Pour TREPIGNER, il faut aller voir Katherine Dunham. Cette femme endiablée de quarante-deux ans dirige à New-York une école de 420 élèves et à Paris une troupe parfaite de trente danseurs qui vont du noir de Chine au café au lait clair et de la Bamba à l'hystérie collective.
Fille d'une blanche et d'un noir, c'est une intellectuelle qui lutte avec intelligence et ferveur pour l'émancipation de ses frères noirs.
Je ne pensais pas que le siège de l'intellectualité se trouvait là où son spectacle atteint le public, mais c'est peut-être ce qui en fait précisément le charme.

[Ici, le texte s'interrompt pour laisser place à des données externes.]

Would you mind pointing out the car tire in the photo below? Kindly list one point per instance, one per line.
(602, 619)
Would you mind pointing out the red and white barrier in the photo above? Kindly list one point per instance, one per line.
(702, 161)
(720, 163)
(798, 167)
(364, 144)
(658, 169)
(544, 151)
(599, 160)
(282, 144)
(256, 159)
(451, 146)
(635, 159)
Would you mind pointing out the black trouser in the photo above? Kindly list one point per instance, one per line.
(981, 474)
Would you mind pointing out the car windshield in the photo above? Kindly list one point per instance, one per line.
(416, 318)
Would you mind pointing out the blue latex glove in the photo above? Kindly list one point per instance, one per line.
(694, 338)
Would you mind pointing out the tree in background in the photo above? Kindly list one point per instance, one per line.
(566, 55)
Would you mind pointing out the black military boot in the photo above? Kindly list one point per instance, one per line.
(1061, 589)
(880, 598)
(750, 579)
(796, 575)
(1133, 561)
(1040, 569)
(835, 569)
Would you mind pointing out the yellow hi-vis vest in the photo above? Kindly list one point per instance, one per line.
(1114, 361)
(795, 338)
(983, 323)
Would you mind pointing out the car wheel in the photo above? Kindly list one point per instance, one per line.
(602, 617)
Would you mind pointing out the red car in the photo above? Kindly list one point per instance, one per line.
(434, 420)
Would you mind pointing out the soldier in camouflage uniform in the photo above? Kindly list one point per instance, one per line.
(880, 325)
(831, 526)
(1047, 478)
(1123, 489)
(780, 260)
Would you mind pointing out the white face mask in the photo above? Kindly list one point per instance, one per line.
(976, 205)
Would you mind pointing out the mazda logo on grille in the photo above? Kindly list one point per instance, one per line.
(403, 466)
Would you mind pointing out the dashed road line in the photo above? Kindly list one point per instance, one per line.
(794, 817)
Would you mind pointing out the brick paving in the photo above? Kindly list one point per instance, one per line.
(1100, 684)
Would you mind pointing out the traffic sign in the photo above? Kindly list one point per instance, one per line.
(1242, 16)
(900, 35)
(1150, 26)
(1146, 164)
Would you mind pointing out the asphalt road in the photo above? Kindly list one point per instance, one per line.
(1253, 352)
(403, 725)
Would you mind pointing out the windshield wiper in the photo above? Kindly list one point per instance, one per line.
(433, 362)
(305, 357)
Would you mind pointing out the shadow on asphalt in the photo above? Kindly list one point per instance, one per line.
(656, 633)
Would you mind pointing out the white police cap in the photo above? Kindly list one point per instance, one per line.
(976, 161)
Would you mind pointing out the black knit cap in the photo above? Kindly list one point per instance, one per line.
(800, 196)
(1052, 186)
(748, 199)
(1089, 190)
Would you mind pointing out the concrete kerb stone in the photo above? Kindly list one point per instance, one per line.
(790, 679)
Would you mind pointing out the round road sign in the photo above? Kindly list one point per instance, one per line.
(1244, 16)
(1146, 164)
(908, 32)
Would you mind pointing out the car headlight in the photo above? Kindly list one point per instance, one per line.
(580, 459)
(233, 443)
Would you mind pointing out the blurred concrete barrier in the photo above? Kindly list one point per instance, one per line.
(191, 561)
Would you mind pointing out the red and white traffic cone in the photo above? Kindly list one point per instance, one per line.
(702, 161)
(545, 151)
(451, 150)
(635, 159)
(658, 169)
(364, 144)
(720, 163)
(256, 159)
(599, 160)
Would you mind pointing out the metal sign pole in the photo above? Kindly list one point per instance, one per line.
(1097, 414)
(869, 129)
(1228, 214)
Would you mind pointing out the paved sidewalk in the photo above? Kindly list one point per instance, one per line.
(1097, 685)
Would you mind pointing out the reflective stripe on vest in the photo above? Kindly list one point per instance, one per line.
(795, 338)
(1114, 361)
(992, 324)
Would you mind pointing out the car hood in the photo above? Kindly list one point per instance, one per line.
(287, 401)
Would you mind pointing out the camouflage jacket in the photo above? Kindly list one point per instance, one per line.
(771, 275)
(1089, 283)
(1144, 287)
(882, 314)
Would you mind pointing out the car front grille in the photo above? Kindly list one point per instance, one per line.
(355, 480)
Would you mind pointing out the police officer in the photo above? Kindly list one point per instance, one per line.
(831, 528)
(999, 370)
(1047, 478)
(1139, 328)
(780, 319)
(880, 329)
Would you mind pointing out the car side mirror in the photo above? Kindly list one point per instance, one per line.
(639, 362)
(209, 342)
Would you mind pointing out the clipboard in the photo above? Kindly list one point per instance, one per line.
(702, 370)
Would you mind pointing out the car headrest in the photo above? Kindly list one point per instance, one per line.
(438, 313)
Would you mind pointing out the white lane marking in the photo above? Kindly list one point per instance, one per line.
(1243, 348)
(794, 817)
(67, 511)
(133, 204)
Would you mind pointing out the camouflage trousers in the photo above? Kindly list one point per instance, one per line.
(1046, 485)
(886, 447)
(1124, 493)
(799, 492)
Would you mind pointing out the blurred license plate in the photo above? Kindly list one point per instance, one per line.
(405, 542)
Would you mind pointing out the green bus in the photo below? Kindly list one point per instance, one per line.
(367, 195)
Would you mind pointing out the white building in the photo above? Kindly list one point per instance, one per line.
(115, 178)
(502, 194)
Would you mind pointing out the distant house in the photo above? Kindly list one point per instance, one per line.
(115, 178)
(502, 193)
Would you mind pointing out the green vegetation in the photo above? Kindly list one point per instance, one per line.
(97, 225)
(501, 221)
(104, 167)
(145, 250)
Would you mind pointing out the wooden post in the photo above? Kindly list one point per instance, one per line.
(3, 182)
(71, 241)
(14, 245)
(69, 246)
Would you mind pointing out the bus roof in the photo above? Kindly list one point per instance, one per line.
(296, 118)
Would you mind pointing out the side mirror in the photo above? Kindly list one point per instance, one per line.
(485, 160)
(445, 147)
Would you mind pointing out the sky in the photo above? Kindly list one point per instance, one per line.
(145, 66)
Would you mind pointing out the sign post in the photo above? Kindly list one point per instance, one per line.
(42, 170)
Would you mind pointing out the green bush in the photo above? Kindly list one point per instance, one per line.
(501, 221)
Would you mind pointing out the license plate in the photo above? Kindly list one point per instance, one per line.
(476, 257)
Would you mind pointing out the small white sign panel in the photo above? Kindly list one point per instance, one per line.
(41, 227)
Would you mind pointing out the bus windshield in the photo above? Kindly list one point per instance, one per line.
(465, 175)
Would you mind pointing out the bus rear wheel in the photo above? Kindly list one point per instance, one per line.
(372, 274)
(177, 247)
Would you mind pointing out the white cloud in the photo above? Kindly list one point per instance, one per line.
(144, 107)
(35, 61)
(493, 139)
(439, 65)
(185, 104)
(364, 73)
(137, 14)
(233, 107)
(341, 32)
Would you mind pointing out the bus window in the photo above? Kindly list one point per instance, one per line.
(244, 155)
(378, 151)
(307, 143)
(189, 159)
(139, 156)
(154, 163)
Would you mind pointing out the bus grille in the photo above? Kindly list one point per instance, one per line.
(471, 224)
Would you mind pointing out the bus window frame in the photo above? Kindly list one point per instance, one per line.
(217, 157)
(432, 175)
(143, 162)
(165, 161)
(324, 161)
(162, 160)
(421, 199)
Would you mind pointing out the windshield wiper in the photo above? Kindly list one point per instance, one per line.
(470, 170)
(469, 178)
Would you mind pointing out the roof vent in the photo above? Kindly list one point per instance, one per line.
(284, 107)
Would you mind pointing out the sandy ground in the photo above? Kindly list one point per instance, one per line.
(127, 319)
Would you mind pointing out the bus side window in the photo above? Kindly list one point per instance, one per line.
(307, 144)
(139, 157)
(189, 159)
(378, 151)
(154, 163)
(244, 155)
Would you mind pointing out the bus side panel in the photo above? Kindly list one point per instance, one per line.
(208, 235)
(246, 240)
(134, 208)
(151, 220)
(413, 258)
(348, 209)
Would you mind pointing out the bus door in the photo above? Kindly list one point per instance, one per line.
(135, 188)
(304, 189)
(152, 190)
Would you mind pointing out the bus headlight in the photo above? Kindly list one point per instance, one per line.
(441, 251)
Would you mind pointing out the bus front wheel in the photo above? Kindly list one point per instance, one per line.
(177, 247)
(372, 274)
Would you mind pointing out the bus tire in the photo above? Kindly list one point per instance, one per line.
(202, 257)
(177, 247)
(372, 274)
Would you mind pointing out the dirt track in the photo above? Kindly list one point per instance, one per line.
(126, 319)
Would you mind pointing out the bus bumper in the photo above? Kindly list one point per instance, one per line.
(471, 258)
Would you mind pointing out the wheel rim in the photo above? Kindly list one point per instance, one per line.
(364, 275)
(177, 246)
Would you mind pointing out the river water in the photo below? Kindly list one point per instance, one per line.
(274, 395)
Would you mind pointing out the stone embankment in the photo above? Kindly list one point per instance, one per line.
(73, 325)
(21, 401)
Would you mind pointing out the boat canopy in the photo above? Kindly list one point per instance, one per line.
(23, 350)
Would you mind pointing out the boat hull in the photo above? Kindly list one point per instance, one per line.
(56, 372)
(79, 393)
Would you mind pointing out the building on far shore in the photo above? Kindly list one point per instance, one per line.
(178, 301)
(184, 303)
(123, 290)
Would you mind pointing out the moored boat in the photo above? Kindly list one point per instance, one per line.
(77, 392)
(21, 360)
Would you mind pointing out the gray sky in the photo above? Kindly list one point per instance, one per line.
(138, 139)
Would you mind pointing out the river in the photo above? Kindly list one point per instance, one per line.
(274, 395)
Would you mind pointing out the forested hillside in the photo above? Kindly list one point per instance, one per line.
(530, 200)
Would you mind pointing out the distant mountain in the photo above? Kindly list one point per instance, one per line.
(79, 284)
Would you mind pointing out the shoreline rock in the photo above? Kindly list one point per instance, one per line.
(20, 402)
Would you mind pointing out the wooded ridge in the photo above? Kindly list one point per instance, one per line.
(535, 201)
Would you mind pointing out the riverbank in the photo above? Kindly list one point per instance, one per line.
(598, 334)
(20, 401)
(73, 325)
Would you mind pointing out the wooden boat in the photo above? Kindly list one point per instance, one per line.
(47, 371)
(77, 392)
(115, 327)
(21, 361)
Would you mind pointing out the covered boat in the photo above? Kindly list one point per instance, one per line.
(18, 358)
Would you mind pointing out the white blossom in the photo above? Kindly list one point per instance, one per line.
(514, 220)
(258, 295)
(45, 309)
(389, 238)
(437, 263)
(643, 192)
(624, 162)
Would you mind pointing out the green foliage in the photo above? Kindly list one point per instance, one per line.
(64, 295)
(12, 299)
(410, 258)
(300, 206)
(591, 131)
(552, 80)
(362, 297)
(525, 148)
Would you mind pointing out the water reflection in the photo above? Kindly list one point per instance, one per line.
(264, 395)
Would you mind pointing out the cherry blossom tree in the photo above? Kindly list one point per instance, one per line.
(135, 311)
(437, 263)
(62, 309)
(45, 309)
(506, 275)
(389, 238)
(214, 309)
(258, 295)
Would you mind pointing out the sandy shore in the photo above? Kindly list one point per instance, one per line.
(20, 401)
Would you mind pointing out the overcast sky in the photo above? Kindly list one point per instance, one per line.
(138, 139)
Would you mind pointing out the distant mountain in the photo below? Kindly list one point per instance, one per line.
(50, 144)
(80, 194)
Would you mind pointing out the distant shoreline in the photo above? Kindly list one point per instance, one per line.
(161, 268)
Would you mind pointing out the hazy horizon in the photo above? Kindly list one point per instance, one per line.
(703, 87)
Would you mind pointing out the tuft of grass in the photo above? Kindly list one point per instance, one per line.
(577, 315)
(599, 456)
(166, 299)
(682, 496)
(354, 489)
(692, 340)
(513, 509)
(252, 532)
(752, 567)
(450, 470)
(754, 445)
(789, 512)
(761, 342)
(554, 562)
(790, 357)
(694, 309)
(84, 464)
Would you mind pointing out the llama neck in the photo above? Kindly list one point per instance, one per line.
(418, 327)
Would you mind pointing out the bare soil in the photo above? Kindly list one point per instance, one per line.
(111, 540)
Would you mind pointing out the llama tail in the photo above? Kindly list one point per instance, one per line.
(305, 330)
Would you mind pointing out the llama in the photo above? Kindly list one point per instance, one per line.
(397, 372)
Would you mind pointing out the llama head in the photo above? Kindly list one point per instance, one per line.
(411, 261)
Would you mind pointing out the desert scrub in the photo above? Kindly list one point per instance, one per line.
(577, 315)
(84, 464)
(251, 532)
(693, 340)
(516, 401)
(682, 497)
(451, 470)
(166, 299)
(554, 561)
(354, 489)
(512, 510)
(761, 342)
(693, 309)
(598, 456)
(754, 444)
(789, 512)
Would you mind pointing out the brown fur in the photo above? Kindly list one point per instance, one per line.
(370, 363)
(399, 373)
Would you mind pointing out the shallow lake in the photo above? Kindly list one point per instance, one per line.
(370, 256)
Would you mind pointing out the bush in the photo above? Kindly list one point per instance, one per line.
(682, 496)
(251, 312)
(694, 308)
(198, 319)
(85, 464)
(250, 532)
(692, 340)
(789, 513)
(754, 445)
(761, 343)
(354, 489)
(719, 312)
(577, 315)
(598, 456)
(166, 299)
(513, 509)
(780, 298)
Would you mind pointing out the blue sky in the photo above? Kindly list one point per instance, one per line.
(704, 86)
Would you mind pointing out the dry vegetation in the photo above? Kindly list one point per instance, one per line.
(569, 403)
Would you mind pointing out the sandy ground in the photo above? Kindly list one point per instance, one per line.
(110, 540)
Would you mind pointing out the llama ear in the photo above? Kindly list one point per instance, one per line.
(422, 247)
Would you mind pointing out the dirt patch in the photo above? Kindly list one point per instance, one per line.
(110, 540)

Inutile de penser : il suffit de subir en bloc les couleurs et les sons qui se répondent, de se laisser bercer au rythme de ces torses luisants, de sombrer. Quand le rideau tombe, il faut une seconde pour se rappeler que les blancs ont, depuis longtemps, donné aux sensations des noms de sentiments.
Pour HURLER, il faut prendre « Le Tramway nommé Désir ». On est pour ou on est contre, on est très chaud ou on est très froid, mais il n'y a rien de tiède dans cette affaire.
L auteur, Tenessee Williams, est un petit homme blond aux traits mous, qui fait courir Broadway depuis deux ans, qui bouleverse Londres depuis un mois, qui irrite Paris depuis huit jours. Ceux qui aiment son œuvre devraient trouver, pour en parler, un mot qui soit à « pleurer » ce que sourire est à rire.
Pour FREMIR, un peu, pas trop, juste assez afin d'oublier pendant deux heures tout ce qui s'oublie difficilement, depuis l'ennui d'argent jusqu'au gros rhume, il faut aller voir « Le Troisième Homme », grand prix du Festival de Cannes. Ce n'est pas une histoire d'amour, mais plutôt une histoire d'amitié, et le troisième film du metteur en scène anglais Carol Reed.
Ce bon géant blond et brique est venu à Paris pour recevoir des mains de M. Robert Schuman son Grand Prix et dans les salons de l'hôtel Ritz deux cents personnes qui aimaient son film, le Champagne et les petits fours.
On a souvent le sentiment qu'au cinéma tout a été dit. Et qu'on le redit trop. Et puis Carol Reed le répète : et on s'aperçoit qu'avant lui on l'avait mal dit.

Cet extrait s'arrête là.